Com carinho, ao profeta, à inspiração: confidências de uma também historiadora e fã*


Homenagem Especial

Floriza Beatriz de Sena Paula**0

fotoFloriza e Rosalvo

O eu lírico dessa poesia tem a voz da experiência

Oficial, padrão da idade, sendo, portanto, inquietamente rouca e mímica

Mímica por silenciosa, mas poderosa por tão madura

Tão lúcida e gritante quanto gaga, pausada

Fala a ti confusamente, mas com suficiente conhecimento

Ausaria-me, digo, alzheimer-meria, digo que o diagnóstico médico diz-me que caminho em direção ao vazio

Mas a que vazio poderia eu estar caminhando com uma essência tão ricamente preenchida?

 

Porque ao que dizem “a gente morre e fica tudo aí”. E fica.
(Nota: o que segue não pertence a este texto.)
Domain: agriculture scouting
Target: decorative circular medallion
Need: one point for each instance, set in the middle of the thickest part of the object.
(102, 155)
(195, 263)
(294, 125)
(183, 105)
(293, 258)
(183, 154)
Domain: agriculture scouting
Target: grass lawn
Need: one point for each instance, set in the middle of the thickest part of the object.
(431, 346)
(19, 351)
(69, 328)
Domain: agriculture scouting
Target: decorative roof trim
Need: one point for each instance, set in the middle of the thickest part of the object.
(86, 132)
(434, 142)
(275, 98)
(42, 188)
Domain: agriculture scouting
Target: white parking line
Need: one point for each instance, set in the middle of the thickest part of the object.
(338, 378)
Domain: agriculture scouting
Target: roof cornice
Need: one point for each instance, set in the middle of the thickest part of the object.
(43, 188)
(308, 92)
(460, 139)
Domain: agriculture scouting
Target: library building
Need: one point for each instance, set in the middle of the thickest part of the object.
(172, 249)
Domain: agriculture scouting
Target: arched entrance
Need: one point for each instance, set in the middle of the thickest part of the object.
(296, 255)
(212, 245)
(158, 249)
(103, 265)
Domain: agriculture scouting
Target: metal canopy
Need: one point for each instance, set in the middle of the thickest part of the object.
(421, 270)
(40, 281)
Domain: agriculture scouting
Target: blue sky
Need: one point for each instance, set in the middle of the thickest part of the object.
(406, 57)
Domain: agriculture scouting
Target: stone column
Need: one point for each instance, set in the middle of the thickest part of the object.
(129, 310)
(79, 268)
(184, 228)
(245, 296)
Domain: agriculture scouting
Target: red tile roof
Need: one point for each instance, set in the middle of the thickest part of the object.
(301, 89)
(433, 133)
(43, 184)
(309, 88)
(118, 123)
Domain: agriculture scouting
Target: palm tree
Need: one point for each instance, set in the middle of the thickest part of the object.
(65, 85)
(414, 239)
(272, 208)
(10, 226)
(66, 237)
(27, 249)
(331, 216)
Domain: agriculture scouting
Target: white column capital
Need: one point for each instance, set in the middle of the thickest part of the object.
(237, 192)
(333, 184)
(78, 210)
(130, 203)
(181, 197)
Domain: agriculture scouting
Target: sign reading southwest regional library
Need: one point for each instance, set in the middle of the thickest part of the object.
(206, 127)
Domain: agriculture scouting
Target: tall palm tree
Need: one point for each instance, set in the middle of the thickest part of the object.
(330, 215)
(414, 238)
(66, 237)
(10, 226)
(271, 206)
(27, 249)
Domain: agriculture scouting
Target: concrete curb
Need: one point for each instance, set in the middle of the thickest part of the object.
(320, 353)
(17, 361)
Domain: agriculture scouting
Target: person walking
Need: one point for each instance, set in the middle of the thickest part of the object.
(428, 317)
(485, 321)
Fica o relógio, ficam as contas, o que não fica é o que não foi

Foi a conta de não perder a hora do jantar, mas foi a conta, o que não foi foi o encontro, foi a risada, foi a lembrança, foi o futuro

E ficou tudo o que se fez impactante o suficiente para não ir

Assim, tudo o que não foi, ficou, e marcou

E só caminha ao vazio aquele que não tem marcas e que não marcou

Já a voz deste que lhes soa aos ouvidos atravessou muitas vidas e por elas foi atravessada:

— Eu disse muito e fui a escuta da escuta

Incontrolado, gentil, sábio e ganancioso, deveras, solícito

De ouro, recompensado e sempre recompensando o seu entorno

 

Mesmo que o alzheimer de minhas faculdades tenha me tirado o controle das mãos

Tenha me tirado o ato, o aperto ao botão do controle

Eu, mesmo assim, com a minha rica e sadia essência

Sentarei em minha poltrona, ao lado de minha amada

Com aquela sintonia das pernas entrecruzadas com a direita por cima, que só nós temos

Mesmo que eu não me lembre do meu quadro, do meu livro e de você

A essência da minha memória me fará retorcer o nariz àquele programa idiota e sem graça e me fará sorrir ao que eu sentir que já foi meu

 

Sorrirei a você, meu filho, quando em meio a qualquer crise você vier me abraçar

Sorrirei a você, minha fã, quando em minha casa vier

E continuarei carismático a “nossa”.

— “Nossa” é uma pessoa muito querida que temos em comum, né?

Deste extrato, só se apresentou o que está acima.